OP/ED: Heroes and villians in the face of an environmental disaster
The oil spill that now jeopardizes the entire ecosystem of the Gulf of Mexico, and potentially beyond, is a chilling reminder that all is not well with our planet. And what’s actually worse: the amount of oil gushing from the seemingly impossible-to-stop deep-sea oil well or the complacent attitude taken toward the spill by media, government and the vast majority of the general populace?
Sure the science isn’t in regarding how much oil has actually been spilt, but it’s one hell of a lot. Nor has anyone been able to figure out how to stop the leakage.
Mind you Kevin Costner is about to put on a new cape and wants to revitalize his Waterworld characterization and help clean it all up using his giant oceanic vacuum cleaners. I wonder if Woody Harrelson’s Defendor or Chloe Grace Moretz’s Kick Ass is busy? Kevin Costner can play the “hero” while Dennis Hopper revitalizes his role as the super villain and presto, Waterworld 2. The what ifs are endless when considering the many “opportunities” the oil spill presents in our never-ending drive to turn nearly every human tragedy and disaster into news-tainment.
And don’t forget, the current president of the United States. has just announced a new bi-partisan panel to investigate the spill. When all else fails, form a committee! The committee should then, optimistically speaking, be able and capable of talking the leak to death. Am I being slightly facetious? Maybe.
But sarcasm aside, the gulf oil spill is quickly turning into an unprecedented environmental disaster. Government is slow to respond – don’t rile the corporate lobbyists and election donators. Media is overly cautious – don’t rile corporate sponsors and advertisers. British Petroleum, in all its wisdom, recently reminded us that it is a relatively small oil spill when compared to the total volume of water in the ocean, even though this may turn out to be the largest oil spill in human history.
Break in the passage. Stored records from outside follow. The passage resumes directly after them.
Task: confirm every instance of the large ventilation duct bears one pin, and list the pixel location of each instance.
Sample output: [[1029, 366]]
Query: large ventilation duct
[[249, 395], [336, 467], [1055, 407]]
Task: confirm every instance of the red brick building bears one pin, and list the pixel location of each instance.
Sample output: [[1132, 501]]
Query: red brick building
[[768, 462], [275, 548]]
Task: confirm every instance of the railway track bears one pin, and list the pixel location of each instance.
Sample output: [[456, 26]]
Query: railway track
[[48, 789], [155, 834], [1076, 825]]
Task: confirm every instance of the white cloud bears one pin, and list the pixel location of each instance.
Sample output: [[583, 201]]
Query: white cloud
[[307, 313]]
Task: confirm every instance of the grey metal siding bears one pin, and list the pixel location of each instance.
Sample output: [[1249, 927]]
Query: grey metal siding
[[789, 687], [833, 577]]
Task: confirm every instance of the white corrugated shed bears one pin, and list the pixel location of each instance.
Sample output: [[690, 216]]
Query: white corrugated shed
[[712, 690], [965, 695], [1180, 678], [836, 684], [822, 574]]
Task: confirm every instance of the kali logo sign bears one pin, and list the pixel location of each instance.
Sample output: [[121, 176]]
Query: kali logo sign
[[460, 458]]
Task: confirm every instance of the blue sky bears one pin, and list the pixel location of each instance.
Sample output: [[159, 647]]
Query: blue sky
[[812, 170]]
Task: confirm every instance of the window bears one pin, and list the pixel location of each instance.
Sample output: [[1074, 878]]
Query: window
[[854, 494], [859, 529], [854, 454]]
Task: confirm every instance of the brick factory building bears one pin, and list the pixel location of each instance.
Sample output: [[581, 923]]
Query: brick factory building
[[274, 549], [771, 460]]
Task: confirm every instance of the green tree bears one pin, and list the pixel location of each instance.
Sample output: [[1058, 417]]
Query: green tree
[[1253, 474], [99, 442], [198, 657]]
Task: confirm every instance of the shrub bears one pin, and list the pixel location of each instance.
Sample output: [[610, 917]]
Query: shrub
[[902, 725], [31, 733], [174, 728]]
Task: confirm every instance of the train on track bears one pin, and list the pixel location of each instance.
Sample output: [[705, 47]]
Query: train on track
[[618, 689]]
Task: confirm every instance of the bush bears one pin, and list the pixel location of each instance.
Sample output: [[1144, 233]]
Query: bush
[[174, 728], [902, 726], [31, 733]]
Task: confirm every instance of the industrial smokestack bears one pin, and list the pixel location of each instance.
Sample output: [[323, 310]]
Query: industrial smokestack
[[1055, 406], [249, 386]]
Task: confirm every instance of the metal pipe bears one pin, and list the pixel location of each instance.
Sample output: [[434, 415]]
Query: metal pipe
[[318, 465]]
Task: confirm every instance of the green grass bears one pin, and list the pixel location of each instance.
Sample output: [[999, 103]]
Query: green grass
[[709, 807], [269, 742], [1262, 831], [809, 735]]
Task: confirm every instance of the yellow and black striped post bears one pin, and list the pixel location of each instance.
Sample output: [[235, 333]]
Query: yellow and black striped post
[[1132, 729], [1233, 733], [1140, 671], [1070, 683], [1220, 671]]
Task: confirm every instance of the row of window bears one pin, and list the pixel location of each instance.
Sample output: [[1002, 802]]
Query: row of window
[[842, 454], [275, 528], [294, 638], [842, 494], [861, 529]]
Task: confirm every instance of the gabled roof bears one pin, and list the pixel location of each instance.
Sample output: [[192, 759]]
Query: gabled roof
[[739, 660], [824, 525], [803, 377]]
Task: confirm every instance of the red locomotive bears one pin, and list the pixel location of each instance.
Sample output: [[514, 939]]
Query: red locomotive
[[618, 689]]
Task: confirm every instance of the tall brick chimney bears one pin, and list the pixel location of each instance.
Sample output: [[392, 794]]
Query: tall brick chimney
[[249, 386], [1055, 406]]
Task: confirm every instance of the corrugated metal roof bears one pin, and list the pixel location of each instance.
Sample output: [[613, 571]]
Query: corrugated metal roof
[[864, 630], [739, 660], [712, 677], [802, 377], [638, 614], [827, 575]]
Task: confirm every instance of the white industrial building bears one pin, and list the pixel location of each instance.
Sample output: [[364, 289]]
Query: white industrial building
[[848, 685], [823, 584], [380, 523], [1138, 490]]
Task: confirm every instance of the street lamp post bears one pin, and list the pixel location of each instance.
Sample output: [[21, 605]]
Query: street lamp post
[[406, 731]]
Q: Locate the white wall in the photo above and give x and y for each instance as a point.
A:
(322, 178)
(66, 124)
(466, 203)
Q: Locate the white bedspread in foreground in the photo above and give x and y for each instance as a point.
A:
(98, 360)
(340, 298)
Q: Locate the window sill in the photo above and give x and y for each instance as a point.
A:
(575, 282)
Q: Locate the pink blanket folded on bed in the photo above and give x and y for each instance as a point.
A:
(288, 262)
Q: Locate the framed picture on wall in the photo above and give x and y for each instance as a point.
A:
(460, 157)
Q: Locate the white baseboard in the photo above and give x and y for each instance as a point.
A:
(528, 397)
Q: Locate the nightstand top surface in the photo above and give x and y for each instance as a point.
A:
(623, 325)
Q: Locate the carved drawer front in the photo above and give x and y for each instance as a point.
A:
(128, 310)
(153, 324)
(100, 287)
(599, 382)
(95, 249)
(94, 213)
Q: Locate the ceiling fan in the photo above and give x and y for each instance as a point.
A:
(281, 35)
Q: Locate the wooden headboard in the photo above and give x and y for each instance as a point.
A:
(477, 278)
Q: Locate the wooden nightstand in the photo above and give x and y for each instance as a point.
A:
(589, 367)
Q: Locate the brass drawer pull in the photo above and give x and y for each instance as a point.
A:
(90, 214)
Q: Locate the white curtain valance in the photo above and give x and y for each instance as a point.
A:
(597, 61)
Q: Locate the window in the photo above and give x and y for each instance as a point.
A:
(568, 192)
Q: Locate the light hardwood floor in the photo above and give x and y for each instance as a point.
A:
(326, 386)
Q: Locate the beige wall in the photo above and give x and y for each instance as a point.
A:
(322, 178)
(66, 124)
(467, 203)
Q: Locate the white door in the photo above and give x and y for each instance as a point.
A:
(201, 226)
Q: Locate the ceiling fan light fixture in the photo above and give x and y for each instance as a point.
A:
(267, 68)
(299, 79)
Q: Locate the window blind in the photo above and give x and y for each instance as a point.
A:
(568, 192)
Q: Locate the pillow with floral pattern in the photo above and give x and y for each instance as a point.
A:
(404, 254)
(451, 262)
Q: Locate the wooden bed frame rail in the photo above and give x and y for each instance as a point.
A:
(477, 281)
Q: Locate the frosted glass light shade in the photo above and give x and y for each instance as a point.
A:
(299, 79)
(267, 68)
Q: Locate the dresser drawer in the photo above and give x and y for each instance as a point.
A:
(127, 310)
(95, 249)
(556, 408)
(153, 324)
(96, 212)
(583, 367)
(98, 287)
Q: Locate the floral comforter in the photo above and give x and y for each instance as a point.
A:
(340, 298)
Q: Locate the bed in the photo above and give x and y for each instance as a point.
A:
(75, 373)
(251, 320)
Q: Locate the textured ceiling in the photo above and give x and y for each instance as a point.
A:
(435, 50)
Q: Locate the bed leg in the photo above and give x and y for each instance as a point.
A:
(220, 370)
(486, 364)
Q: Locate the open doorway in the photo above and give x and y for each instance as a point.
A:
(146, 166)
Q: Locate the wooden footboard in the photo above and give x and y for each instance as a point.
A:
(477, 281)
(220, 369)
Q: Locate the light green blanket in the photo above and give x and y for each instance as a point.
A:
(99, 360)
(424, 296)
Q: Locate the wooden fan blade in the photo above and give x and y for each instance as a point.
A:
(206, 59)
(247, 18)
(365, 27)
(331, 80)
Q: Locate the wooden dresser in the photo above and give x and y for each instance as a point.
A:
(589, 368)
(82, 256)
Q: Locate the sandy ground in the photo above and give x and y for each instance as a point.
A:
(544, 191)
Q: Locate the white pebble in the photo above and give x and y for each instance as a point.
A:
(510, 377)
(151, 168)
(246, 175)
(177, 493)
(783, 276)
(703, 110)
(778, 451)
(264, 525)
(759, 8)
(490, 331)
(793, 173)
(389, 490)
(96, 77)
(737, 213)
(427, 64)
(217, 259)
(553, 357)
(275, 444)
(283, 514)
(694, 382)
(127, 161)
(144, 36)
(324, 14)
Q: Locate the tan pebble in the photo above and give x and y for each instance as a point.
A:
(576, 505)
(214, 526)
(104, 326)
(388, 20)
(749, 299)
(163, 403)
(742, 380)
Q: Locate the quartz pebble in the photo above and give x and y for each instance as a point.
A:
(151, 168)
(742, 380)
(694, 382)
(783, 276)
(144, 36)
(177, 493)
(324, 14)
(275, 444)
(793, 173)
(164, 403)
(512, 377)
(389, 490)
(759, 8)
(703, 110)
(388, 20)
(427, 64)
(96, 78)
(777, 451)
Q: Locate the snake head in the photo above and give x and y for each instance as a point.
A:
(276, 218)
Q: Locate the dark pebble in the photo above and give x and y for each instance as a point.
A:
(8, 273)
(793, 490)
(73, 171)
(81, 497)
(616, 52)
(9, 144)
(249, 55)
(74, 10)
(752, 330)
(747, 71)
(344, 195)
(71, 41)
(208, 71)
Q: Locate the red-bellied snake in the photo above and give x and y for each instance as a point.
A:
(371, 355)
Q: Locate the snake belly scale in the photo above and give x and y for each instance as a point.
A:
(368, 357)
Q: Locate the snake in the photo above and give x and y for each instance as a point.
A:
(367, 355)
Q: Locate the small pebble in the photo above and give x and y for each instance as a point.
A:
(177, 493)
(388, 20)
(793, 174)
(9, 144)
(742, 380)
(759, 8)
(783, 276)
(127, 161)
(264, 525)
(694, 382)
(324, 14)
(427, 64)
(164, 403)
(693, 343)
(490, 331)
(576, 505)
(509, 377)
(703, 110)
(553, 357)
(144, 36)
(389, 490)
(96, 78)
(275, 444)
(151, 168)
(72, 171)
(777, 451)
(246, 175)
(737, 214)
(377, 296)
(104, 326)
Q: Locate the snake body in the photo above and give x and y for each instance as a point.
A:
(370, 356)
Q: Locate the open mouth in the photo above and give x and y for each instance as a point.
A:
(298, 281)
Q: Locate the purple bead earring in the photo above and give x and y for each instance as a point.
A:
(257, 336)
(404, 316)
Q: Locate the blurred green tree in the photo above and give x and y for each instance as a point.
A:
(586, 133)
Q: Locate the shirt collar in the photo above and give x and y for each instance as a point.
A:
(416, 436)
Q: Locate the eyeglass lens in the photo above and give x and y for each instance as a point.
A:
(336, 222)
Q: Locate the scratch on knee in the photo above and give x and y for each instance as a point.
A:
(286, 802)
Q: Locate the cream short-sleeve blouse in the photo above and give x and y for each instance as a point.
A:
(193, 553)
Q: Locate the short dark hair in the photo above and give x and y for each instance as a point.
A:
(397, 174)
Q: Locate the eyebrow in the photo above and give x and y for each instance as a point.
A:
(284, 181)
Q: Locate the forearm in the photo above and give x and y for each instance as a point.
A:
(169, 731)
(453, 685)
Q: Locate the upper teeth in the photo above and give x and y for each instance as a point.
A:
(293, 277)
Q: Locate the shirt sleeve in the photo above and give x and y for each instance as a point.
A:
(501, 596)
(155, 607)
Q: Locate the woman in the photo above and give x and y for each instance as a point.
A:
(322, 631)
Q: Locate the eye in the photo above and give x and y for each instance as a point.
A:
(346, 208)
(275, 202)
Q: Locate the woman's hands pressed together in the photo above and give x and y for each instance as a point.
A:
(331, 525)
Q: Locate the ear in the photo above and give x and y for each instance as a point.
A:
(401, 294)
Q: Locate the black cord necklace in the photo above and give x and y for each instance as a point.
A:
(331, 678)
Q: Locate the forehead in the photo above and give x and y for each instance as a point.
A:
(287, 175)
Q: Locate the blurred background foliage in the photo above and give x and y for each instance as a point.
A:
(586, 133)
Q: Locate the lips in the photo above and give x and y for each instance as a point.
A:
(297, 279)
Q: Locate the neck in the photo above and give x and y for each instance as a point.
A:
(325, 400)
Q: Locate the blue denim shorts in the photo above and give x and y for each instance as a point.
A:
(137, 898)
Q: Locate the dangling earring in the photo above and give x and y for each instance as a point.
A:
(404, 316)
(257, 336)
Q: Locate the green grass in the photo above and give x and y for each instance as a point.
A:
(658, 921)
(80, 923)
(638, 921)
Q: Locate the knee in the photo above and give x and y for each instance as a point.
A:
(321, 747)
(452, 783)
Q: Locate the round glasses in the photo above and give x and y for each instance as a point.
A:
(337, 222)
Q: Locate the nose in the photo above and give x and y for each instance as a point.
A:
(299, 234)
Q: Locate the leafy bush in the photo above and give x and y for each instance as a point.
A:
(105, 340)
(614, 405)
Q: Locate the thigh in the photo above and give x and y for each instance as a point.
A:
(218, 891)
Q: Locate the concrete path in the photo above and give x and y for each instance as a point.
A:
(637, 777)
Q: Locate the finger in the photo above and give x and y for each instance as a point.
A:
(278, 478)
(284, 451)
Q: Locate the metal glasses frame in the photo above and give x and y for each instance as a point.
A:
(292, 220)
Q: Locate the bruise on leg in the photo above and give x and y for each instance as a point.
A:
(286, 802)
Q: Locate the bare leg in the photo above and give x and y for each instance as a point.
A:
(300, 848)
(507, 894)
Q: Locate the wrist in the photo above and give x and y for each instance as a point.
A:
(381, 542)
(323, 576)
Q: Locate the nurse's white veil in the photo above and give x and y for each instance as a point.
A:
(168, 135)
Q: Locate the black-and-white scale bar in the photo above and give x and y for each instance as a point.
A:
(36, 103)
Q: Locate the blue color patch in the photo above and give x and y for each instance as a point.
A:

One of my greatest memories is having the opportunity to sail across the Gulf of Mexico with my wife in 1999. It took three days to sail from Mexico to Florida. Along the way dolphins would occasionally swim along the bow of our boat. We saw giant sea turtles taking a break from feeding and a man-of-war jelly fish floating along in the warm tropical breeze.
We would shower on the sailboat and then dive into the ocean to rinse off, holding onto a rope tied to the back of the sailboat as we slowly tacked our way toward the Keys. We caught fresh Tuna and feasted with wine. I felt the warm salt water spray against my face as ocean waves occasionally broke over the bow.
And during one incredible night, we sailed on an abnormally calm sea. There was no moon and the stars were out in brilliant abundance, stretching from horizon to horizon. As we made our silent way over the glass-like water, our boat wake disturbed the sea enough for a sparkling show of phosphorescence. It was magical, and something I cherish to this day.
Now I wonder if it will ever be the same or if the oil spill of 2010 will go down in history as the day the gulf forever changed…
Jason Harshenin is a past editor for the Grand Forks Gazette. He lives and works in Grand Forks.